Amidst a motley crew of reluctant heroes blessed – or cursed – with so-called
‘superpowers’, Eccleston played a twitchy invisible Claude, English accent
unchanged, doing his best to thwart the evil bad guys seeking to exploit the powers for their own dastardly
purposes. It was so compelling I even watched the entire series, although the
novelty had worn off the following year. In any case, our Chris was no longer
involved.
Indeed
it was several years, and three house moves later, before I again caught him in
a new production. BBC1’s Safe House featured Eccleston as an ex-cop who agrees to use his remote house in the Lake
District as a refuge for potential victims of criminal reprisals and the two
seasons proved to be superior thrillers. The star even seemed to indulge in
some genuine lake swimming.
However
diving into open water in Sky Atlantic’s Fortitude was definitely inadvisable. The Arctic Circle environment was far too
forbidding and hostile for such leisure pursuits. We only tuned in because of a
limited-period Sky deal while we sat in our then-unfurnished living room in
Saundersfoot, but we became hooked by the increasingly dark and frankly
preposterous tale of unhinged polar bears and the even more unhinged Richard
Dormer. Sadly, Eccleston’s contribution was brief. His research scientist
character was murdered in the very first episode, one of a gruesomely
impressive body count which also included Sofie Grabol, Michael Gambon and Ken
Stott. Never mind, for a month or so it was perfect winter viewing.
His
role in 2018’s Come Home was a meatier one, although some took exception to his Northern Ireland accent,
and in The A Word,
he is a nicely-judged comedy turn as the widowed granddad to an autistic boy.

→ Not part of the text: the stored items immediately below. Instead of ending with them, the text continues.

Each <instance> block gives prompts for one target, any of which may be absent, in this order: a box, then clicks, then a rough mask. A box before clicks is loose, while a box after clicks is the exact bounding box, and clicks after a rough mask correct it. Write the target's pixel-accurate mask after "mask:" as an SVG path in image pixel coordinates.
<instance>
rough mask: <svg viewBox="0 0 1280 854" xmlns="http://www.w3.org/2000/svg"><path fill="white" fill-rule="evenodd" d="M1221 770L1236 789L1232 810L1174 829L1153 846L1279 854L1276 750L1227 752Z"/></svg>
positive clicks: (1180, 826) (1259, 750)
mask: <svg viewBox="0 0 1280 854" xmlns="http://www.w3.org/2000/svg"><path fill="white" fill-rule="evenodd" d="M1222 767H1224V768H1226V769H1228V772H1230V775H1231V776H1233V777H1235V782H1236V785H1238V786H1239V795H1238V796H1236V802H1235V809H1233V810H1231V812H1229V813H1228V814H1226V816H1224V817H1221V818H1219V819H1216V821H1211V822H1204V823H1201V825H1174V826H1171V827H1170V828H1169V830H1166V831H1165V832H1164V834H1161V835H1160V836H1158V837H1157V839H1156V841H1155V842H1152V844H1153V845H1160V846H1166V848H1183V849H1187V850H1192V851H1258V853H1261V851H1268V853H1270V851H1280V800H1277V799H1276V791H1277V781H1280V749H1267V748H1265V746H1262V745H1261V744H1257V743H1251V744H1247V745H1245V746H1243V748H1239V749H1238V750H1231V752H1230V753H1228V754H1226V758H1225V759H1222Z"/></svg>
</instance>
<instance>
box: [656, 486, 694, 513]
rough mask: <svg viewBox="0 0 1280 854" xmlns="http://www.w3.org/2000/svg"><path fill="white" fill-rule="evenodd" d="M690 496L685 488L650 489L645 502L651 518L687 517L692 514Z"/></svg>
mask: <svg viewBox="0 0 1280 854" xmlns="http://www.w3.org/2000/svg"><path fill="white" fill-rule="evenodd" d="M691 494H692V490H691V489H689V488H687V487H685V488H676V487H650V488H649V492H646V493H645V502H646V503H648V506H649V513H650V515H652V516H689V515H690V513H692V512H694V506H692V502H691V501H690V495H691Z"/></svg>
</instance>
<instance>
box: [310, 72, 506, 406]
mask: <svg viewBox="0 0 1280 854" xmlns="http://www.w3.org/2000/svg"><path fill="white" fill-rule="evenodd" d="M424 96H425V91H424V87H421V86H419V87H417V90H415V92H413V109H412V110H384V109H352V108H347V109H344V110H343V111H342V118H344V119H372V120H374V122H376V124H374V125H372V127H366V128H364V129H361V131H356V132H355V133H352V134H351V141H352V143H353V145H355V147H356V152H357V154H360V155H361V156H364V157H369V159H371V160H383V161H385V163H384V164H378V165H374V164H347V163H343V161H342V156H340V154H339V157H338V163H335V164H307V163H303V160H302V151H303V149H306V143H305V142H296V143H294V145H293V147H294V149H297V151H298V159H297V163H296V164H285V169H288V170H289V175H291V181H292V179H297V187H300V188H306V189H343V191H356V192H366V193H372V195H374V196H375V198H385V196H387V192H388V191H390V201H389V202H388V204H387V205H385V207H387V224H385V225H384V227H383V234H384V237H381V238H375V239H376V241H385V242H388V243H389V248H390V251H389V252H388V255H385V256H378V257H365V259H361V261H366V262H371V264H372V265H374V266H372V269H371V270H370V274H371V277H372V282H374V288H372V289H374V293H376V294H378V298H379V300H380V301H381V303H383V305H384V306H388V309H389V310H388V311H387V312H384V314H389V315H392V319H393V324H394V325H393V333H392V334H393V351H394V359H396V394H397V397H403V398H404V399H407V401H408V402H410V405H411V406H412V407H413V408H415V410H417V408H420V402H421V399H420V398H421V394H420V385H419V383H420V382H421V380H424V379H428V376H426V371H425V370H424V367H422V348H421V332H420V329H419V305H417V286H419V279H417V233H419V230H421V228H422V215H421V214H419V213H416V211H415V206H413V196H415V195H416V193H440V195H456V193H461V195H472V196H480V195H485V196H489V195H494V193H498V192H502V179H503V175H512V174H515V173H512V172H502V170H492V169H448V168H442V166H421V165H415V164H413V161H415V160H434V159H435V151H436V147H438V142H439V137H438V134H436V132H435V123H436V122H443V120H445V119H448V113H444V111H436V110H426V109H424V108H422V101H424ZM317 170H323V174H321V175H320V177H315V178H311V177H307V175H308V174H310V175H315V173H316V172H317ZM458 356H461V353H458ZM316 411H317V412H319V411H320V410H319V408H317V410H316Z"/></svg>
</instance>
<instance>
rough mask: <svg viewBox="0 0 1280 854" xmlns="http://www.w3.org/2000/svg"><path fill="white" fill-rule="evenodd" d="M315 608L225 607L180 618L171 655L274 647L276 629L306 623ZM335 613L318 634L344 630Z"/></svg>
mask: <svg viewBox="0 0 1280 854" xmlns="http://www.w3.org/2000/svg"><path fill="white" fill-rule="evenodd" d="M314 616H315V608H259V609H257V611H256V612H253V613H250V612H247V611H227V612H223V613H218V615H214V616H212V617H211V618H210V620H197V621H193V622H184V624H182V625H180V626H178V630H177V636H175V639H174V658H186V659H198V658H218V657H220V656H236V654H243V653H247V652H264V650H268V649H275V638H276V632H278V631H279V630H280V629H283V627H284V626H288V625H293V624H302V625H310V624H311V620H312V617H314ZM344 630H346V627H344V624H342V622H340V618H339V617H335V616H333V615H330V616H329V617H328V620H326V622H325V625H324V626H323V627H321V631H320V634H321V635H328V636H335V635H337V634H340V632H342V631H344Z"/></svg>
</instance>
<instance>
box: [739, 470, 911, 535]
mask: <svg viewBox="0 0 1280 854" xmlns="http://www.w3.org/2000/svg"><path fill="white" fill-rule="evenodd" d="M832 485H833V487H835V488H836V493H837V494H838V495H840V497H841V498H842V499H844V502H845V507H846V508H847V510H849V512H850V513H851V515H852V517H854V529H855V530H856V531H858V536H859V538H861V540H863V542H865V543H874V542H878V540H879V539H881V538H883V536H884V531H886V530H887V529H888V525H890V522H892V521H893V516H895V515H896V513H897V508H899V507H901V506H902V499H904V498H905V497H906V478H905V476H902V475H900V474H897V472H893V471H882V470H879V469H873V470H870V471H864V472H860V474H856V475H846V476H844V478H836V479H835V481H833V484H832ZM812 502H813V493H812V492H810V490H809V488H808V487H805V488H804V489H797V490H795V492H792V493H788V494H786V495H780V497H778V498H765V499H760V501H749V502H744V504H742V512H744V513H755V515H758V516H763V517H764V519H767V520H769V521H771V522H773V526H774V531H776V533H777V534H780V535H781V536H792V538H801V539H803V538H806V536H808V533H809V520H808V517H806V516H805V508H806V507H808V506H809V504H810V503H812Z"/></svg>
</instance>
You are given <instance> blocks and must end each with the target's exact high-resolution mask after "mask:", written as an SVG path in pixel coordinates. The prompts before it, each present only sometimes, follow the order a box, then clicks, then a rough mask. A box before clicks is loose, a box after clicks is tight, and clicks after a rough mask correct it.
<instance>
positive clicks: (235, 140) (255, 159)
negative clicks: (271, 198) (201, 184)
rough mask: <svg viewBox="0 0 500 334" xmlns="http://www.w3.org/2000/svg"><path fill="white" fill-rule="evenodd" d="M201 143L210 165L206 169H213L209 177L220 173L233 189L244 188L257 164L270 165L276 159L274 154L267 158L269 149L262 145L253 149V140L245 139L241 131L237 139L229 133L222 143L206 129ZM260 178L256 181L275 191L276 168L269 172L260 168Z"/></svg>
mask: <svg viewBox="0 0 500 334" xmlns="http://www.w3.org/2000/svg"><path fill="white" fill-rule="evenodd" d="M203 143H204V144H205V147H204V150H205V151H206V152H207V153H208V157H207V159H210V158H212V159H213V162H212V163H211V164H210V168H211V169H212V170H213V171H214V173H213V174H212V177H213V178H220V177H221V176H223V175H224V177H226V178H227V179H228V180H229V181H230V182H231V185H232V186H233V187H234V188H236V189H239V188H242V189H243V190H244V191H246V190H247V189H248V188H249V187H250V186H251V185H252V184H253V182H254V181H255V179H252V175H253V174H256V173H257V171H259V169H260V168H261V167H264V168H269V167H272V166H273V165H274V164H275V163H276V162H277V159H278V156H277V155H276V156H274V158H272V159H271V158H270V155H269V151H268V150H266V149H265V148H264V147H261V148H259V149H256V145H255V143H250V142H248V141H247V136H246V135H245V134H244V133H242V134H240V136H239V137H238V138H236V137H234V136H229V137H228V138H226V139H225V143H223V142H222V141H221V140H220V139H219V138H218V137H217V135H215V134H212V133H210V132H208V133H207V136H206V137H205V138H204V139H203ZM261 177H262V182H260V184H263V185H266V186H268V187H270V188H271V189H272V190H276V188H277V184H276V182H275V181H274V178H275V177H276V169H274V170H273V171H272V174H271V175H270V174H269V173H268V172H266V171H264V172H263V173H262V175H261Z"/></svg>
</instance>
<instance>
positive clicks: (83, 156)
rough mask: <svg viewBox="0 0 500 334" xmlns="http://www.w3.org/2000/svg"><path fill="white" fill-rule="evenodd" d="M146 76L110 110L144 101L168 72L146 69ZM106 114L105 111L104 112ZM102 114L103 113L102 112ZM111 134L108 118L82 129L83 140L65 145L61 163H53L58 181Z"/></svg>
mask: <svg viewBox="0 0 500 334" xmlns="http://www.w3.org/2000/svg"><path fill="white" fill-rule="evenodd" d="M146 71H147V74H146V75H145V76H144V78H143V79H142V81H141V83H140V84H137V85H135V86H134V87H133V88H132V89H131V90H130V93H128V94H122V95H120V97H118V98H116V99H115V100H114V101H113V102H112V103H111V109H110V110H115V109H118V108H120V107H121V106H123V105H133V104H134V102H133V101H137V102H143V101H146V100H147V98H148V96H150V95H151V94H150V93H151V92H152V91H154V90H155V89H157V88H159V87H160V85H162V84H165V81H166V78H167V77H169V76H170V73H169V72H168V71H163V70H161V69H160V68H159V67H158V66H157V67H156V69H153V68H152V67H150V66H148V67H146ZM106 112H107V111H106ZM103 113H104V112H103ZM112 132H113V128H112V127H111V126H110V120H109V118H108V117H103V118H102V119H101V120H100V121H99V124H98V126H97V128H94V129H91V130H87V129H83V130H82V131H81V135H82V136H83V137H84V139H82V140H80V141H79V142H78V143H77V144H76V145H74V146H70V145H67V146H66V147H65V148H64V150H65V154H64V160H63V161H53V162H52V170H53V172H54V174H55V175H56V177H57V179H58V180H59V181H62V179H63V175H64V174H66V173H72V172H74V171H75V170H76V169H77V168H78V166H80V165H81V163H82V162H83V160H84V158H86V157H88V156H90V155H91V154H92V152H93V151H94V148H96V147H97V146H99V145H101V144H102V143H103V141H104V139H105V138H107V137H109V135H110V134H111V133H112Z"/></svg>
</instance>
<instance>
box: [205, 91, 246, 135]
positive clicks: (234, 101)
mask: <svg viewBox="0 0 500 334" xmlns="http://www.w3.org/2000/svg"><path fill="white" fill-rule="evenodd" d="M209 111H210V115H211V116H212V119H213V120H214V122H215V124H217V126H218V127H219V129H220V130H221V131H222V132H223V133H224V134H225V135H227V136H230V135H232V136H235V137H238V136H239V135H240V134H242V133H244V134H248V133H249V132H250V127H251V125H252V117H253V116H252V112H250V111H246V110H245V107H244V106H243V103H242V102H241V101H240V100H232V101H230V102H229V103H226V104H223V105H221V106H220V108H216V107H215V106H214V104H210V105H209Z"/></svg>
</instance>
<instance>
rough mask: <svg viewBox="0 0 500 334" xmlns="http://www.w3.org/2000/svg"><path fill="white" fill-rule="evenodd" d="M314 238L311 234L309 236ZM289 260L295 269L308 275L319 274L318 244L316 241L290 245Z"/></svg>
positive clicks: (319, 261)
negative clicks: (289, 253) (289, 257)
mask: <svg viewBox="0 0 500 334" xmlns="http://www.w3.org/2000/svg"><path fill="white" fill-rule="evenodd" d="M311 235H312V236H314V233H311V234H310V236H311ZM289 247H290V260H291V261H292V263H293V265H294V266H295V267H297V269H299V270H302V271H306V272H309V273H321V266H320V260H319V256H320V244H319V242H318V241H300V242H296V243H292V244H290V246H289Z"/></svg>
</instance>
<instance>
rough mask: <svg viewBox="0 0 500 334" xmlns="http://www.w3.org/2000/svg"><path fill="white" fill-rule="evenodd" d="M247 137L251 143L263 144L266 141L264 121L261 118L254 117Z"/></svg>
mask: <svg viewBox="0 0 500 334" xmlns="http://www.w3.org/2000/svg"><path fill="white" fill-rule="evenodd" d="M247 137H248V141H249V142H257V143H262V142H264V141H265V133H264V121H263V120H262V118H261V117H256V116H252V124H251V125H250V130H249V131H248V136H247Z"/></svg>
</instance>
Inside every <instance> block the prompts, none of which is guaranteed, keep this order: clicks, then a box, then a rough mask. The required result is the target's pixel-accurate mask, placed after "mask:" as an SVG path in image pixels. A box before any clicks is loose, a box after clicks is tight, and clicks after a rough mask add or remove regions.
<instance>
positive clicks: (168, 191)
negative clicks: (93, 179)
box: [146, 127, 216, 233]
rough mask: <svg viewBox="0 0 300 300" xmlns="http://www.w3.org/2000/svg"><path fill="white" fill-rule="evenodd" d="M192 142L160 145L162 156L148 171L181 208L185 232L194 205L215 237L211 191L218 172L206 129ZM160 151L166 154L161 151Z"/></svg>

He’s not very good with people but adores young Joe. It’s another series set in
The Lakes although this time he’s more into fell running than swimming. At the
end of series two he collapses with a suspected heart attack so let’s hope he
survives into the third run later this year, coronavirus permitting.
But
then he’s Christopher Eccleston. Playing the same character for years doesn’t
seem to be part of his career path, nor does it need to be. Whether as star or
supporting, there can be few actors in greater demand, and justifiably so.